Document 2 : Type de carburant selon la zone de résidence

Type de carburant selon la zone de résidence

Document 3 : Article de journal

Un marché de permis à polluer plus efficace qu’une taxe carbone

Le rapport Rocard sur l’instauration d’une taxe carbone en France sera remis demain. La Polémique monte sur ce qui apparaît comme un nouvel impôt sur les ménages. Pour éviter l’usine à gaz, la généralisation d’un système de quotas-avec-marché serait une bonne solution. (…) Le président de la République a affirmé son soutien à la mise en place d’une taxe carbone, dite “contribution climat-énergie” pour limiter les émissions françaises de CO2 liées au transport et à l’habitat. L’intention est louable, mais on peut redouter qu’il ne s’agisse pas du meilleur choix.
Dans le cadre de la lutte contre le changement climatique, les émissions de CO2 des grands établissements industriels sont réglementées au niveau européen. Pour une période donnée, ils reçoivent chacun un certain nombre de “permis à polluer”, qu’ils peuvent ensuite vendre ou acheter sur un marché, si leurs émissions polluantes sont inférieures ou supérieures aux quotas qui leur ont été fixés au départ. (…) Il aurait été souhaitable, selon nous, d’utiliser un système analogue et non une taxe pour limiter en France les émissions de CO2 liées au transport et à l’habitat (les deux autres tiers).
Contrairement à ce que certains prétendent, un tel système de quotas-avec-marché ne serait pas beaucoup plus compliqué à mettre en œuvre qu’une taxe carbone. (…) Et un tel système présente des avantages notables par rapport à une taxe carbone. Pour réduire les émissions de CO2 au moindre coût, il faut que les pollueurs qui peuvent le plus facilement diminuer leurs émissions de gaz le fassent d’abord, en permettant à ceux pour qui c’est le plus onéreux de s’y mettre plus tard. Si l’aciérie Dupont doit dépenser 40 euros pour éviter d’émettre une tonne de CO2 supplémentaire, alors que le chalutier Rossi ne doit dépenser que 30 euros pour un même résultat, on peut économiser 10 euros en demandant à Rossi de réduire d’une tonne ses émissions et en permettant à Dupont d’émettre une tonne de plus. (…)
Les supporters de la taxe carbone ont raison de vouloir la mettre en œuvre très rapidement. En effet, la question climatique est urgente, et le contexte politique actuel apparaît particulièrement favorable à la mise en place d’une telle taxe. Le score des Verts aux dernières élections et les sondages d’opinion indiquent qu’un grand nombre de Français sont prêts à accepter un coût accru de leurs consommations d’énergie. On ne peut néanmoins pas être sûr que cette préoccupation pour le climat conserve longtemps sa prééminence face aux questions de revenu, de pouvoir d’achat et d’emploi. Il est possible que, même si une taxe carbone est aujourd’hui mise en place, elle puisse ensuite être édulcorée. En revanche, avec un système de quotas-avec-marché, les hommes politiques doivent convaincre les électeurs d’adopter un objectif environnemental, le quota global d’émissions autorisé, et cet engagement pourra être plus largement partagé sur des bases éthiques que la levée d’une taxe sur les consommations énergétiques.
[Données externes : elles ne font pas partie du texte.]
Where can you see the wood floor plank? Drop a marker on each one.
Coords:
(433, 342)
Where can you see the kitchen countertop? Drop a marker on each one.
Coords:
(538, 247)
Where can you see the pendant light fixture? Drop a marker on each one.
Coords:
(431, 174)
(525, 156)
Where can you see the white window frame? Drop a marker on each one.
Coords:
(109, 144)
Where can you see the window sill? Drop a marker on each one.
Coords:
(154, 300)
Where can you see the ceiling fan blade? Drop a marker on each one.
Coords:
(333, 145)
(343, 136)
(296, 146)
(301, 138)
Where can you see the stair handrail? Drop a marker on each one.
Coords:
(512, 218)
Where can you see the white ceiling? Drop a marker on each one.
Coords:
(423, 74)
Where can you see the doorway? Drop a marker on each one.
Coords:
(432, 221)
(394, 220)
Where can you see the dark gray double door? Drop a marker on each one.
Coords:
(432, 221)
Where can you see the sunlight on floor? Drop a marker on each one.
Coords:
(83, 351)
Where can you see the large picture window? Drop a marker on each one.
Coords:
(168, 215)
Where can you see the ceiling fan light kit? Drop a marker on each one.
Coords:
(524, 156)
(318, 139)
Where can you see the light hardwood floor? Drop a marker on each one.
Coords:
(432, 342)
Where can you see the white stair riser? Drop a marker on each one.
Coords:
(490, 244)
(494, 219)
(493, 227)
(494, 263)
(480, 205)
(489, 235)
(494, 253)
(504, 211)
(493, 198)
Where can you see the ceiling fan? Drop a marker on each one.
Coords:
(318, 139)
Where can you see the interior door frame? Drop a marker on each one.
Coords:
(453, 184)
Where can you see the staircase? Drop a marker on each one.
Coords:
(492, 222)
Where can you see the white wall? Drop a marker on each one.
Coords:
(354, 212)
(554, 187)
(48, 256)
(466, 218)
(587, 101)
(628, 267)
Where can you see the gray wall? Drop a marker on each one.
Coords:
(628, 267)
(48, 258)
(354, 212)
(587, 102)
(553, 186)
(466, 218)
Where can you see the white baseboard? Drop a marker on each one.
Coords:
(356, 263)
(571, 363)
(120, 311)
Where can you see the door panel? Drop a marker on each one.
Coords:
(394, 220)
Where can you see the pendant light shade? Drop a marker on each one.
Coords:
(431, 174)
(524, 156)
Extrait du Journal Le Monde, publié en septembre 2014 parIsabelle Rey-Lefebvre

Questions :

  1. Le document 1 représente l’équilibre partiel sur le marché du diesel. Expliquez l’écart entre le coût marginal social et le coût marginal privé.

Le coût marginal social additionne le coût marginal privé et le coût de la pollution. Il est donc plus élevé que le coût marginal privé (la courbe est plus haute et plus à gauche sur le graphique).

Pour un bien qui ne génère par d’externalité, le coût marginal privé, c’est-à-dire le coût des entreprises, et le coût marginal social, c’est-à-dire le coût pour toute la société, sont confondus. Sur le marché du scoubidou, ce que coûte à la société de produire des scoubidous correspond à ce que ça coûte aux entreprises de produire des scoubidous (si on considère que produire des scoubidous ne pollue pas). Mais sur le marché du diesel, cela n’est pas vrai. Ça coûte plus cher à la société de produire du diesel que ça ne coûte aux entreprises privées, car la société se compose des entreprises et des consommateurs qui supportent un désagrément lié à la pollution de l’air.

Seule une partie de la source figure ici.